Barbaro deserves his own film. Remember Barbaro? He was the beautiful, rich brown, seemingly preternatural American thoroughbred horse who won the 2006 Kentucky Derby by six and a half lengths—a margin larger than any Louisville victory since the 1946 Triple Crown winner—just two weeks before his hopeful run in the next leg of the Crown resulted in an injury that eventually, slowly, killed him.
Part of the mystery of horse racing is the elusiveness of the creatures themselves. Do they have good lives or bad lives? Do they want to race? Few of them rise to the level of public empathy, but Barbaro did. When brothers Brad and John Hennegan set out to follow six trainers and six horses on their journey toward the ultimate horse race (the Derby) in 2006, they had no idea that one of their animal stars would prove to be more of a draw than any of their human subjects. Now, the movie's publicity materials boast about "never-before-seen footage of a young Barbaro," and he, truly, is the highlight of the film.

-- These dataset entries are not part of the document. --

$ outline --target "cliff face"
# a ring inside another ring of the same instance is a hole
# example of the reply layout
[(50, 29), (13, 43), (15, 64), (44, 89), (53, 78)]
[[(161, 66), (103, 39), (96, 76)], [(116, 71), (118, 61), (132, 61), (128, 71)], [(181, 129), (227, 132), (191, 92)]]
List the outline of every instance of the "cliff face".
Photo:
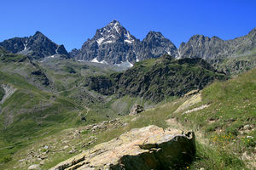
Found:
[(85, 85), (104, 95), (140, 96), (158, 102), (167, 96), (182, 96), (193, 89), (201, 89), (215, 79), (227, 76), (201, 59), (173, 60), (166, 55), (145, 60), (123, 73), (109, 76), (89, 76)]

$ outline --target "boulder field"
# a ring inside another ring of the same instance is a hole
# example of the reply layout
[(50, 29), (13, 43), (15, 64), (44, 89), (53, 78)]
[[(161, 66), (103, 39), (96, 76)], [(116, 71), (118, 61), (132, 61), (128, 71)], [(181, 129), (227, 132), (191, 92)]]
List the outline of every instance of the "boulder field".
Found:
[(134, 128), (108, 142), (84, 150), (50, 170), (177, 169), (195, 154), (193, 132), (154, 125)]

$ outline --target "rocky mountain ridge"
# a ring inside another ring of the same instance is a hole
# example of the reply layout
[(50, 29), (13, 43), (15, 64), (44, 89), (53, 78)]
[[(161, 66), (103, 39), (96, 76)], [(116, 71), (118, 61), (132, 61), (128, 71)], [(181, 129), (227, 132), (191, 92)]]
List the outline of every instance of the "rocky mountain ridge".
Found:
[[(203, 35), (195, 35), (187, 42), (182, 42), (177, 48), (169, 39), (160, 32), (149, 31), (146, 37), (140, 41), (132, 36), (117, 20), (113, 20), (96, 35), (88, 39), (80, 49), (73, 49), (67, 53), (63, 45), (57, 45), (44, 34), (37, 31), (29, 37), (15, 37), (0, 42), (7, 51), (21, 54), (36, 60), (52, 59), (58, 56), (73, 58), (78, 61), (91, 61), (102, 64), (110, 64), (129, 68), (136, 62), (146, 59), (159, 58), (169, 54), (176, 59), (201, 58), (210, 62), (216, 69), (218, 65), (225, 59), (236, 59), (243, 55), (255, 54), (256, 28), (247, 35), (232, 40), (222, 40), (219, 37), (208, 37)], [(240, 60), (240, 59), (238, 60)], [(243, 61), (242, 61), (243, 62)], [(255, 66), (254, 61), (250, 63), (250, 68)], [(246, 68), (240, 68), (241, 71)], [(232, 72), (237, 72), (236, 70)]]
[(36, 60), (69, 56), (63, 45), (57, 45), (39, 31), (29, 37), (4, 40), (0, 42), (0, 46), (10, 53), (27, 55)]
[(131, 67), (135, 62), (158, 58), (168, 54), (177, 54), (177, 48), (160, 32), (150, 31), (140, 41), (120, 25), (113, 20), (107, 26), (96, 31), (81, 49), (73, 49), (70, 55), (77, 60), (123, 65)]
[(249, 53), (256, 48), (256, 28), (247, 35), (232, 40), (212, 38), (203, 35), (193, 36), (188, 42), (181, 43), (178, 48), (178, 58), (202, 58), (216, 60), (235, 58)]
[(214, 80), (227, 78), (202, 59), (175, 60), (164, 55), (137, 63), (125, 72), (89, 76), (84, 86), (103, 95), (140, 96), (160, 102), (168, 96), (183, 96), (191, 90), (202, 89)]

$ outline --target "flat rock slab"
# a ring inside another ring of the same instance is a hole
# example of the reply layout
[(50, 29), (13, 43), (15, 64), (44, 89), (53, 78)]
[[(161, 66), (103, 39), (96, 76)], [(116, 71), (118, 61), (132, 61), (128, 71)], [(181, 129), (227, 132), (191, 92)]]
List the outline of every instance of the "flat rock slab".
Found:
[(191, 161), (195, 153), (193, 132), (154, 125), (135, 128), (52, 167), (63, 169), (172, 169)]

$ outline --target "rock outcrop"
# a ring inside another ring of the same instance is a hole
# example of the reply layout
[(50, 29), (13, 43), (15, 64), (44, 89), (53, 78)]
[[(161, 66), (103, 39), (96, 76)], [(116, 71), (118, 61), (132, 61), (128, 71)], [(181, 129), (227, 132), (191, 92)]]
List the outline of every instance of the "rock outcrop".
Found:
[(140, 96), (159, 102), (169, 96), (183, 96), (202, 89), (214, 80), (226, 80), (204, 60), (173, 60), (164, 55), (154, 61), (143, 61), (122, 73), (86, 77), (84, 85), (103, 95)]
[(96, 145), (50, 170), (172, 169), (184, 166), (195, 153), (195, 134), (156, 126), (131, 129)]
[(149, 31), (140, 41), (117, 20), (98, 29), (81, 49), (73, 49), (69, 53), (77, 60), (108, 63), (123, 67), (131, 67), (135, 62), (158, 58), (165, 54), (176, 56), (177, 50), (160, 32)]
[(21, 54), (32, 59), (45, 57), (68, 58), (63, 45), (57, 45), (43, 33), (37, 31), (29, 37), (14, 37), (0, 42), (0, 46), (13, 54)]
[(140, 105), (133, 105), (133, 107), (131, 110), (131, 112), (129, 115), (137, 115), (138, 113), (141, 113), (143, 111), (144, 111), (144, 108), (143, 106)]

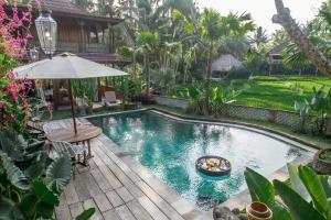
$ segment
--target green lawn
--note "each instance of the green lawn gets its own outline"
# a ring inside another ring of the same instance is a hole
[[[237,98],[237,105],[292,111],[296,100],[310,100],[313,95],[312,88],[331,87],[331,79],[325,77],[256,76],[248,80],[238,79],[234,81],[236,88],[243,88],[245,84],[248,84],[249,87]],[[299,85],[303,94],[300,95],[291,89],[296,84]]]

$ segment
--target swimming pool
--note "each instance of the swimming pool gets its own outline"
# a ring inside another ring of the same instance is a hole
[[[201,210],[209,210],[245,189],[246,166],[269,175],[303,151],[246,129],[183,122],[151,111],[110,114],[89,121]],[[195,160],[206,154],[227,158],[232,163],[231,176],[213,178],[199,174]]]

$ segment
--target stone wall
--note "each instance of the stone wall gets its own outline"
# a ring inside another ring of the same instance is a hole
[[[156,101],[158,105],[181,109],[188,109],[190,107],[189,101],[184,99],[159,96],[156,97]],[[237,119],[266,121],[270,123],[292,127],[293,129],[297,129],[299,127],[299,116],[296,112],[291,111],[228,105],[224,106],[220,110],[220,114]]]
[[[174,107],[180,109],[188,109],[190,107],[189,101],[184,99],[174,99],[169,97],[158,96],[156,102],[161,106]]]

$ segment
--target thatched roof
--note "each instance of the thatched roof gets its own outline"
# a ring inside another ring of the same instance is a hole
[[[242,62],[231,54],[225,54],[215,59],[212,64],[212,72],[229,72],[242,66]]]
[[[85,9],[79,8],[73,0],[22,0],[22,6],[31,4],[33,12],[39,12],[40,10],[50,10],[52,15],[57,16],[68,16],[85,19],[98,22],[106,22],[111,24],[117,24],[122,22],[119,18],[109,18],[105,15],[98,15],[89,13]]]

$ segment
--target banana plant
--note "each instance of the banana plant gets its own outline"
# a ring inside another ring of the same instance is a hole
[[[29,178],[0,152],[0,219],[52,218],[58,196],[72,177],[72,162],[62,155],[46,168],[46,175]]]
[[[43,141],[0,130],[0,219],[51,219],[60,195],[72,178],[72,161],[50,160]],[[88,219],[95,210],[79,218]]]
[[[305,99],[305,101],[299,102],[295,101],[295,110],[299,113],[299,131],[305,133],[305,124],[309,121],[311,117],[311,107],[309,102]]]
[[[277,179],[271,184],[260,174],[246,168],[245,178],[252,200],[269,206],[275,220],[331,219],[331,177],[318,175],[309,166],[287,166],[290,185]],[[282,204],[275,200],[276,193]]]

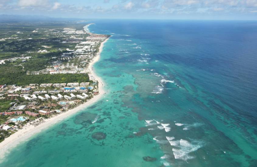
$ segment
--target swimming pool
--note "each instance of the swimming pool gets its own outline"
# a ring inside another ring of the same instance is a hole
[[[75,89],[75,87],[64,87],[63,88],[64,90],[73,90]]]
[[[25,119],[25,118],[23,118],[23,117],[20,117],[17,118],[13,118],[10,120],[12,122],[16,122],[17,121],[21,121],[22,122],[23,122],[25,120],[26,120],[26,119]]]
[[[64,101],[61,101],[59,104],[61,105],[65,105],[66,104],[66,102]]]

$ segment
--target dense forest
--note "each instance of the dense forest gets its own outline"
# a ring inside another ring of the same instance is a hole
[[[0,85],[16,84],[17,85],[30,84],[84,82],[89,81],[87,74],[58,74],[27,75],[20,66],[9,63],[0,66]]]

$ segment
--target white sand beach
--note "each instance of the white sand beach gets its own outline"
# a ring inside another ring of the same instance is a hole
[[[101,78],[96,74],[92,66],[93,65],[99,60],[101,53],[104,44],[108,39],[109,38],[107,38],[104,42],[102,43],[99,48],[99,51],[97,53],[96,56],[95,57],[89,65],[91,73],[99,82],[99,94],[95,96],[86,102],[72,109],[45,120],[44,122],[36,126],[29,124],[26,124],[24,126],[22,129],[20,129],[9,137],[6,138],[5,140],[0,143],[0,158],[2,159],[3,158],[5,155],[14,146],[21,143],[26,141],[33,135],[47,129],[48,127],[56,123],[59,122],[74,114],[77,113],[81,110],[86,108],[89,106],[97,101],[102,97],[103,94],[105,93],[104,90],[103,89],[104,86],[104,83]]]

But horse racing is a great subject in itself, characterized by tension between the seedy and the dignified, the rich and the poor, the Sunday bettor and the addict—and between silver-spoon trainers and salt-of-the-earth trainers, between guys looking to make a buck and a name and guys who lie right down with the horses on the hay in their stalls. In this movie, it's not always possible to tell who's who. The trainer who comes across as the kindest and gentlest is also the one working for a Dubai sheikh. One of the best characters is a hanger-on who carries $1,034 in his jeans pocket, plans to crack an $800 bottle of wine if his horse wins the Derby, and is always trying to talk somebody into taking out a short-term, high-interest loan from him. He's the son of one of the trainers, and he's in grade school.